Ya no estaba allí. O como mínimo la parte superior había desaparecido. Todavía volaban trozos de hormigón por el aire, y del nuevo boquete que se había abierto salía una mezcla de humo y vapor. También había explotado una parte del costado de la cúpula; de allí debió de partir la onda expansiva que los había hecho rodar por el suelo. Puller tuvo la sensación de estar contemplando un volcán construido por la mano del hombre, en plena erupción.
No oyó gritar a nadie en el vecindario anexo mientras los escombros caían sobre las viviendas. En aquellas casas viejas, que antaño habían sido el hogar de los operarios de la planta, vivían cincuenta y siete personas apiñadas, pero aquella misma tarde Cole había dado orden a sus hombres de que evacuasen a todas de golpe, fingiendo ampararse en que habían infringido la ley. La explicación que dieron fue que los ciudadanos que sí cumplían la ley ya se habían hartado. Ahora aquellos vecinos estaban durmiendo en refugios, mientras sus casas se hundían aplastadas por un torbellino de hormigón y hierros retorcidos. En aquel momento, la verdad era que había resultado ser una orden muy acertada.

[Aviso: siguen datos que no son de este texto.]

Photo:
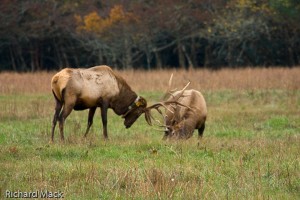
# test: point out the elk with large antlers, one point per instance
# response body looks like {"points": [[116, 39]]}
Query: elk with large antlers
{"points": [[187, 113], [90, 88]]}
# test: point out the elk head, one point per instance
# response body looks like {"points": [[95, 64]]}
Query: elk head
{"points": [[172, 106], [134, 111]]}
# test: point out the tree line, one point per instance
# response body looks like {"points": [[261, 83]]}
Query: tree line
{"points": [[53, 34]]}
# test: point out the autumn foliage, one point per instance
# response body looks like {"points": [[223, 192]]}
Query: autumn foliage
{"points": [[45, 35]]}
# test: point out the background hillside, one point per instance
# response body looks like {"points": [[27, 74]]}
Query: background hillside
{"points": [[45, 35]]}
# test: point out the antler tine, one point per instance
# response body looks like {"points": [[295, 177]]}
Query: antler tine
{"points": [[169, 91]]}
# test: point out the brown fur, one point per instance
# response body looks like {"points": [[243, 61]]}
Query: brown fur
{"points": [[184, 120], [90, 88]]}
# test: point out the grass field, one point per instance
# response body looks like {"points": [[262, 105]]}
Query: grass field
{"points": [[250, 148]]}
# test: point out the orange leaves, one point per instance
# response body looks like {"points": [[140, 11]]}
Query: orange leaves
{"points": [[97, 24]]}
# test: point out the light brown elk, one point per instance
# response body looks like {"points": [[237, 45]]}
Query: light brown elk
{"points": [[187, 114], [91, 88], [180, 122]]}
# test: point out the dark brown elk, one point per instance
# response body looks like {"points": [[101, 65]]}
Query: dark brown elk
{"points": [[187, 113], [91, 88]]}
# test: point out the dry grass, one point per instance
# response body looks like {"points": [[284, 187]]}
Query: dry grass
{"points": [[157, 80]]}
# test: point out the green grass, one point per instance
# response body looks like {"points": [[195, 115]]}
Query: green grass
{"points": [[250, 150]]}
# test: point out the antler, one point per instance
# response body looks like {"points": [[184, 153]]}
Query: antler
{"points": [[147, 111]]}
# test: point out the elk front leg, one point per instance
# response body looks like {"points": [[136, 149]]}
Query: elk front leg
{"points": [[63, 115], [104, 108], [90, 120], [201, 130]]}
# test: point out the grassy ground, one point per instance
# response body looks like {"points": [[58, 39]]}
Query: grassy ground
{"points": [[250, 148]]}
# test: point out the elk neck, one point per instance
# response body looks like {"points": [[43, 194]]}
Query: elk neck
{"points": [[125, 101]]}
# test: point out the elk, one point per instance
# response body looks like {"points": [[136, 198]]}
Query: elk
{"points": [[187, 114], [98, 86]]}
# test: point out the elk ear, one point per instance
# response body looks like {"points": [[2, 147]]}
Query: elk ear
{"points": [[141, 102], [148, 117]]}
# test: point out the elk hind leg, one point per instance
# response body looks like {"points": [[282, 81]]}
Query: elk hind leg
{"points": [[104, 108], [58, 108], [90, 120]]}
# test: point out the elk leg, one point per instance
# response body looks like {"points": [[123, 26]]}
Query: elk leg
{"points": [[104, 108], [90, 119], [201, 130], [63, 115], [58, 107]]}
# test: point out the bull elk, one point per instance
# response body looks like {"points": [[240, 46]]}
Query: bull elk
{"points": [[91, 88], [189, 113]]}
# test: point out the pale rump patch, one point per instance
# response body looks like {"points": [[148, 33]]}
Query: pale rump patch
{"points": [[98, 83]]}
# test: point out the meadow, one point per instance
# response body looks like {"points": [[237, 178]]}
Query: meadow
{"points": [[250, 148]]}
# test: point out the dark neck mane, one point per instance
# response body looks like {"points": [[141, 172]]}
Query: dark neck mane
{"points": [[125, 98]]}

Desconocía si el material que estaba escupiendo el Búnker era radiactivo o no, y en aquel momento le daba igual. Tenía que encontrar a Cole.
Primero encontró a Trent. Por desgracia, había chocado de cabeza con un árbol mucho más duro que él y le había desaparecido la mitad del cráneo. A aquel magnate de la minería se le habían acabado los problemas económicos, y la vida también.
De pronto tuvo lugar una segunda explosión que sacudió la zona y lanzó una nueva lluvia de escombros. Miró frenético a su alrededor, y entonces la vio.
Cole estaba casi a cincuenta metros de donde se encontraba él, esforzándose por ponerse en pie.
—¡No te levantes! —gritó—. ¡Ya voy!
Echó a correr entre los escombros que volaban por el aire sorteando pedazos de hormigón tan letales como balas del calibre cincuenta. Estaba a quince metros de Cole cuando sucedió. Un fragmento de hormigón del tamaño de un proyectil de mortero la golpeó de lleno en la cabeza y la hizo caer de nuevo en tierra.
—¡No! —chilló Puller.
Empezó a correr más deprisa bajo una granizada de trozos de hormigón, hierro y objetos que no supo identificar. Era como si estuviera de nuevo en Bagdad o en Kabul, esquivando la muerte una vez más.
Por fin llegó hasta Cole y se arrodilló.
La sargento tenía la nuca llena de sangre, y había fragmentos de hueso.
La volvió con delicadeza.
Cole lo miró, pero sus ojos no enfocaban. El cerebro estaba apagándose.
Puller, impotente, le tendió una mano.
Los ojos de Cole dejaron de moverse y durante un segundo se quedaron fijos en él. Los labios se entreabrieron. Puller creyó que iba a decirle algo.
Cole tuvo un último estremecimiento, un último aliento.
Sus ojos quedaron inmóviles.
Y Samantha Cole murió.
Puller se dejó caer sobre los talones.
John Puller no había llorado ni una sola vez por un camarada muerto en el campo de batalla. Ni una sola. Y eso que había tenido muchas oportunidades. Pero los hombres como él no lloraban. Esa era la Regla Número Uno.
Sin embargo, cuando Sam Cole lo dejó, las lágrimas le resbalaron por la cara.